I think so but only because between the D2h and the D2x the entire original market for the D2 was covered. It's clearly not the case with the current D3 lineup.


----------



## AlexColeman (Dec 21, 2008)

1.The D2 never existed.
2.No, they are different markets and cameras.


----------



## jlykins (Dec 22, 2008)

The D3x doesn't have the FPS that the D3 does. Doesn't do the "clean" high ISO's that the D3 does... However I shot gymnastics with a guy this past weekend that is selling his D3 because he has the D700 with a grip, and it does almost everything the D3 does, for a lot less money.


----------



## Garbz (Dec 23, 2008)

AlexColeman said:


> 1.The D2 never existed.
> 2.No, they are different markets and cameras.
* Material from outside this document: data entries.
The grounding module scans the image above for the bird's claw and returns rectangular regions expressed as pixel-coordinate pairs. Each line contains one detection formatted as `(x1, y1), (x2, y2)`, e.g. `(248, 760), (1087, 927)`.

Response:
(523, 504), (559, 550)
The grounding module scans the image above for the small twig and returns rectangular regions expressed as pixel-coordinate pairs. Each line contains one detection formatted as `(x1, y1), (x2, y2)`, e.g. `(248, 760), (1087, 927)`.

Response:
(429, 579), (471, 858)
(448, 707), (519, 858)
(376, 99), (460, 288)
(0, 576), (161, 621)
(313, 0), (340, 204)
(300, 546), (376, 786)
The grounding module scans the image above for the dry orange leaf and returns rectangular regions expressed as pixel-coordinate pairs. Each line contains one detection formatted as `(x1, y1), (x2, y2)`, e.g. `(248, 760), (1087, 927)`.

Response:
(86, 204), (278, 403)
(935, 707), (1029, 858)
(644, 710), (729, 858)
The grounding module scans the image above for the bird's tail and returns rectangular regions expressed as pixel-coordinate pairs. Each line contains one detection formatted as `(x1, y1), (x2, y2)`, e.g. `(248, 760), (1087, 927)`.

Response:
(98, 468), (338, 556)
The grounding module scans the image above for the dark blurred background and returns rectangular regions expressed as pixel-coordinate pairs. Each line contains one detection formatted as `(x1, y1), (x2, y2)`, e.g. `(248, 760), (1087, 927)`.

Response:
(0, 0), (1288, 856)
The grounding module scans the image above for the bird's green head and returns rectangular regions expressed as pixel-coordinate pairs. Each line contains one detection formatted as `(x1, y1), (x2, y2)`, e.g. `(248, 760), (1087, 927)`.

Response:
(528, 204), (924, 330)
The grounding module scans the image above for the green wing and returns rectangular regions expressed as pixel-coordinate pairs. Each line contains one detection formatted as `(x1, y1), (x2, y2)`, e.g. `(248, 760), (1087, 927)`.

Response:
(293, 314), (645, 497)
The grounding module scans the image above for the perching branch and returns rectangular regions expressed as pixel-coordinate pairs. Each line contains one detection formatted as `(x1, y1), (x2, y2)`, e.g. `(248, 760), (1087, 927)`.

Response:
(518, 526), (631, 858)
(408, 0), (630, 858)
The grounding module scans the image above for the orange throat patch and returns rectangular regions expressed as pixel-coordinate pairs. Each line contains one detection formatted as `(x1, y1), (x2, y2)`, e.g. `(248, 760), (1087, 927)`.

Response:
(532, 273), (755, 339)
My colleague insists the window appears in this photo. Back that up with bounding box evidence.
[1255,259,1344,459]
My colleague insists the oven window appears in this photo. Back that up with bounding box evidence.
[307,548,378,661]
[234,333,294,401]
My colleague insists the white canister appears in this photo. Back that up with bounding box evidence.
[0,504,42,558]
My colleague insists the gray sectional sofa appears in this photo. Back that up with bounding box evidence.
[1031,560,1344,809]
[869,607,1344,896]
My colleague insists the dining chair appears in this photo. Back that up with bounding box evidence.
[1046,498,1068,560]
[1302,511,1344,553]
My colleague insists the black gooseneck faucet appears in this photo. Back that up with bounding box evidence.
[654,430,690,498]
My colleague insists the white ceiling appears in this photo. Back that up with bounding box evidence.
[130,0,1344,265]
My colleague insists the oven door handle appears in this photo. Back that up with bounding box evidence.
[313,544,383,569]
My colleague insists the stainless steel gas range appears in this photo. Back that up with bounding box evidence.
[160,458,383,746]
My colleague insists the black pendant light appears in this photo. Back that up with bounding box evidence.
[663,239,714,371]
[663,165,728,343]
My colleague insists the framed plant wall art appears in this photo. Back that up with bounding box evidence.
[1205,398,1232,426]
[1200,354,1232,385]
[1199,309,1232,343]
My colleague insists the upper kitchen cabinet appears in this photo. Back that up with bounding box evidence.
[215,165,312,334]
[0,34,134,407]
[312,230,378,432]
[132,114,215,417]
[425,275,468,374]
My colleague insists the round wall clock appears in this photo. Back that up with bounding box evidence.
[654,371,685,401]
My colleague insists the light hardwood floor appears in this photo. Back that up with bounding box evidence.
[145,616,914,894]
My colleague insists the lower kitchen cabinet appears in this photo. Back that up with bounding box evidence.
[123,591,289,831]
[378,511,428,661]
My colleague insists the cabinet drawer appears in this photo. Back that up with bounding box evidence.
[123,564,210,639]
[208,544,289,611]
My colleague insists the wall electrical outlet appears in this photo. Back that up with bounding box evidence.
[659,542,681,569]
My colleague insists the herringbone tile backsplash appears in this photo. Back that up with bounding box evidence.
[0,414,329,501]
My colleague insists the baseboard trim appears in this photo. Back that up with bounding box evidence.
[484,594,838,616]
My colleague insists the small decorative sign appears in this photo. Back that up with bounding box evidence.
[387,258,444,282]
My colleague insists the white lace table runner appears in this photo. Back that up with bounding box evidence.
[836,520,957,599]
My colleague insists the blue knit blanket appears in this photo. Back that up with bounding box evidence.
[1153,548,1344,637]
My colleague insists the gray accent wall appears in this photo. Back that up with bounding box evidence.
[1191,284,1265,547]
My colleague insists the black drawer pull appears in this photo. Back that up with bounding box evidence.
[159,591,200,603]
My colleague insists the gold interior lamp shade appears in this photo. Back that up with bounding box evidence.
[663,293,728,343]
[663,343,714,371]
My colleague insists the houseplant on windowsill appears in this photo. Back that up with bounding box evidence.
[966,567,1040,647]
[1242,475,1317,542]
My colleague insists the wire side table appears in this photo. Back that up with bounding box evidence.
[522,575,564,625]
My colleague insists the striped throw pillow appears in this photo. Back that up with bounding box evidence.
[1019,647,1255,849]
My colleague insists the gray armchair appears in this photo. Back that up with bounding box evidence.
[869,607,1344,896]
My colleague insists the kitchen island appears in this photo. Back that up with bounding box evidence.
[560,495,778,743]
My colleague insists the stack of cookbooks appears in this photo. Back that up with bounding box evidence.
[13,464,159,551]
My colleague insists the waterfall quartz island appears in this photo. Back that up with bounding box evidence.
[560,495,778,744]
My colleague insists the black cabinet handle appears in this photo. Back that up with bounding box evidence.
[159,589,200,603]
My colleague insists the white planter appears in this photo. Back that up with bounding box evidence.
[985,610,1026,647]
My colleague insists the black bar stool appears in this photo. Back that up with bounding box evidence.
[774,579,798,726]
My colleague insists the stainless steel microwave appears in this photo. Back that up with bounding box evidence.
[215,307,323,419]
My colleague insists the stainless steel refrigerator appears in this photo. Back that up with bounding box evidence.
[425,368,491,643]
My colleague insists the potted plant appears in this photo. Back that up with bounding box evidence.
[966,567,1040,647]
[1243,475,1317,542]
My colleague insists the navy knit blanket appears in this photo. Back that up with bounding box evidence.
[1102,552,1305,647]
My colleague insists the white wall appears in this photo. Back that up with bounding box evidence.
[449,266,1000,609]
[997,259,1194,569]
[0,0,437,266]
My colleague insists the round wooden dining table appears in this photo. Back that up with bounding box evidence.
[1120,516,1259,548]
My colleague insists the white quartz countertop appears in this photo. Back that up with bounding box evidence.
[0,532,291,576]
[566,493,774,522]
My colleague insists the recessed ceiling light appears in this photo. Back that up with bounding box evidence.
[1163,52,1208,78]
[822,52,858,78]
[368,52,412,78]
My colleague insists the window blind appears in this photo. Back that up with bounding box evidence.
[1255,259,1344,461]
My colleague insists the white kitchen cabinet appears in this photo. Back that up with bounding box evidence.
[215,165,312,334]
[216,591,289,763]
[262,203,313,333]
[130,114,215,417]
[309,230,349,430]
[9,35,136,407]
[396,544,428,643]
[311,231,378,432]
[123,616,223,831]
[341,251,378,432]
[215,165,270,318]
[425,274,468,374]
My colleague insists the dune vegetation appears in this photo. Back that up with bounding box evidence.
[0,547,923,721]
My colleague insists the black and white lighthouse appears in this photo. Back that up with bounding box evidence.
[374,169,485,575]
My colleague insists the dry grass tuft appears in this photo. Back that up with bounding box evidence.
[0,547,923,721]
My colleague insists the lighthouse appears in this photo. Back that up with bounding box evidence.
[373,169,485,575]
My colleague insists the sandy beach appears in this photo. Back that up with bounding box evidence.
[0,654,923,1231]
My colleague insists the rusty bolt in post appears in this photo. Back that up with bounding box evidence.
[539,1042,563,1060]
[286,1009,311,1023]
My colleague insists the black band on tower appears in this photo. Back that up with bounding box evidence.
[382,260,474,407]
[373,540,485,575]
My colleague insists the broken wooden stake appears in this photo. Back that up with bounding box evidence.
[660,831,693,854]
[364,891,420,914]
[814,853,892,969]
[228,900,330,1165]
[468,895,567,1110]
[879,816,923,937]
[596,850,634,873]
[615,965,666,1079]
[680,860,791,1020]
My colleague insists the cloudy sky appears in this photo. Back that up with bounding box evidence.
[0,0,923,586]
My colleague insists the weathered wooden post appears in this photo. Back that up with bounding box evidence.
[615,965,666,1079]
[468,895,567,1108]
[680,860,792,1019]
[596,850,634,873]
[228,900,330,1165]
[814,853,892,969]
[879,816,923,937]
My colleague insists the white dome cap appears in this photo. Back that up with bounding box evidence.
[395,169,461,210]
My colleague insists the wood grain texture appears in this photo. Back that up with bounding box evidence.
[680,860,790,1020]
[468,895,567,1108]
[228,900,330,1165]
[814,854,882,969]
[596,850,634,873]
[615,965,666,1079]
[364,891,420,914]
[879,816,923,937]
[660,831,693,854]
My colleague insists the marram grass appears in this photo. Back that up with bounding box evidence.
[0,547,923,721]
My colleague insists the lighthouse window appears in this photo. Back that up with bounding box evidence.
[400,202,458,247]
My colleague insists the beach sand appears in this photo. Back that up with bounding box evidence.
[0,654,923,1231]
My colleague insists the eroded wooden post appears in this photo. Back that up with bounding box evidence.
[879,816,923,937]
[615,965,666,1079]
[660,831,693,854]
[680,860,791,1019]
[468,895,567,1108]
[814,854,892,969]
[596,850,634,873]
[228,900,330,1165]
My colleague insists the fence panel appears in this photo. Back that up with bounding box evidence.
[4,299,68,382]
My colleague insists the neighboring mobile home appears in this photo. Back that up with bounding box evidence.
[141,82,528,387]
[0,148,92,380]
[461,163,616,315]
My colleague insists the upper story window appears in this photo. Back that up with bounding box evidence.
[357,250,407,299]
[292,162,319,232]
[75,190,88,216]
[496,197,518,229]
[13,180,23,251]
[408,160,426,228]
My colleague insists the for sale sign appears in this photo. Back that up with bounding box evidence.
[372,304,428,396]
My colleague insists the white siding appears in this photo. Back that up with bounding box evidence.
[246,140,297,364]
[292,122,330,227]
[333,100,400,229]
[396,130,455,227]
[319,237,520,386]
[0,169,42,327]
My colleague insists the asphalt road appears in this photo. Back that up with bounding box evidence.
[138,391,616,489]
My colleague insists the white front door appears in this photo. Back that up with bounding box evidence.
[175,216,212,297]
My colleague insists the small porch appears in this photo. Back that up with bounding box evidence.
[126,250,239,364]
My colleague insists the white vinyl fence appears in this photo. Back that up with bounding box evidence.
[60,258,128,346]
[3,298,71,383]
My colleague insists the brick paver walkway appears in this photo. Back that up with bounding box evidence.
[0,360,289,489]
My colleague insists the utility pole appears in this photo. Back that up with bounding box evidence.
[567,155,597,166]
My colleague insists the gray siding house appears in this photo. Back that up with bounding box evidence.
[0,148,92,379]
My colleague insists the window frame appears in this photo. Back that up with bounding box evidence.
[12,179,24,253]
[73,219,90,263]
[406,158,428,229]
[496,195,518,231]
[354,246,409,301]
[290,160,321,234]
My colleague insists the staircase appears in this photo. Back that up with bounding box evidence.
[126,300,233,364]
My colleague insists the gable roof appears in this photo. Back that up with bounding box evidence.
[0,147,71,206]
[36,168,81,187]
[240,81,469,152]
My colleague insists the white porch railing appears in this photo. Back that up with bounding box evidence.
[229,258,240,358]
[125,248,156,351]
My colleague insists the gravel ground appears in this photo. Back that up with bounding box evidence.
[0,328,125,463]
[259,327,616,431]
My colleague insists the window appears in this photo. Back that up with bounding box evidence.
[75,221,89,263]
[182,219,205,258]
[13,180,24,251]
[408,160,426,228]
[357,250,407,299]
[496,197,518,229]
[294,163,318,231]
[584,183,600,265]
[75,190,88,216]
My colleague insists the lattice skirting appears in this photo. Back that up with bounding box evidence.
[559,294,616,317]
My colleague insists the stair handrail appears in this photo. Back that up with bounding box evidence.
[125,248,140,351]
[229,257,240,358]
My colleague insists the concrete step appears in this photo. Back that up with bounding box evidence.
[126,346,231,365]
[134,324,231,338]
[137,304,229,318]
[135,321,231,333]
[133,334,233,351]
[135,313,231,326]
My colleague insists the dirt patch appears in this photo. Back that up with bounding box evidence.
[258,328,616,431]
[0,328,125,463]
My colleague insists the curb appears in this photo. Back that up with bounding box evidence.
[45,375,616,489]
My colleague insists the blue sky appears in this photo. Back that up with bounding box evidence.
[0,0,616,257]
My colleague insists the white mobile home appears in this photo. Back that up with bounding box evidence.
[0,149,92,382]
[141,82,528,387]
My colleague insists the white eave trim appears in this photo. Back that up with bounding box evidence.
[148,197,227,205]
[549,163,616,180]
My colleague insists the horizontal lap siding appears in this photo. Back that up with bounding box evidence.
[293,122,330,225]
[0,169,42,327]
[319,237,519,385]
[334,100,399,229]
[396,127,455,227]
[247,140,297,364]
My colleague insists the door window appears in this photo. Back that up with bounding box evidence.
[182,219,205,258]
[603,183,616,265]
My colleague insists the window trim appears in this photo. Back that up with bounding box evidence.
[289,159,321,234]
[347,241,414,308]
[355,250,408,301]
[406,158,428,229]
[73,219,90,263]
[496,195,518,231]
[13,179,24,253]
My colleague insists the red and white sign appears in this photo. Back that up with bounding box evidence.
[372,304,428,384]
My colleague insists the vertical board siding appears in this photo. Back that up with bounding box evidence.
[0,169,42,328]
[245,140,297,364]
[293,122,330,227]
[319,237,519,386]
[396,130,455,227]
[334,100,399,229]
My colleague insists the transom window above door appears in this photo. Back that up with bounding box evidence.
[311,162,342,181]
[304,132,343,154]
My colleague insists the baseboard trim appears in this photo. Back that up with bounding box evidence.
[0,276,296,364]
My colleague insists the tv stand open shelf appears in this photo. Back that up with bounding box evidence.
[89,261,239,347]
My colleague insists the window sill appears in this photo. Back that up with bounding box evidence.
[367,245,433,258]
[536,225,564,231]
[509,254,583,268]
Dammit this is at least the thirds time I've confused the D2 series with the D1 series. :er:


----------



## jstuedle (Dec 23, 2008)

Nikon D1 - 1999. D1H -2001. D1X - 2002. No D2, but D2H and D2X/D2Xs. The D3 is what I would call the D3H, and the D3X could have just as easily been the D4. JMHO.


----------



## Garbz (Dec 24, 2008)

Why would you say that? The all the cameras you listed come in lowres fast and highres slow versions. That would put the D3x just in the right place. I mean aside from the sensor it's feature set body etc are the same as the D3, why call it a D4?


----------



## jstuedle (Dec 25, 2008)

Garbz said:


> Why would you say that? The all the cameras you listed come in lowres fast and highres slow versions. That would put the D3x just in the right place. I mean aside from the sensor it's feature set body etc are the same as the D3, why call it a D4?



Oh, I agree, it fits the Nikon model as the D3X. But if the model is to hold up to Nikon tradition then we should expect a Nikon D3h that will turn about 15 FPS and an ISO range more like 400-128,000 with a H2 of 51,200. We can hope, right?


----------



## AlexColeman (Dec 28, 2008)

No.


----------



## LiveWave (Dec 28, 2008)

ISO 51,200? Lets all just wait till 2012/2013 and the advent of Black Silicon cameras.


----------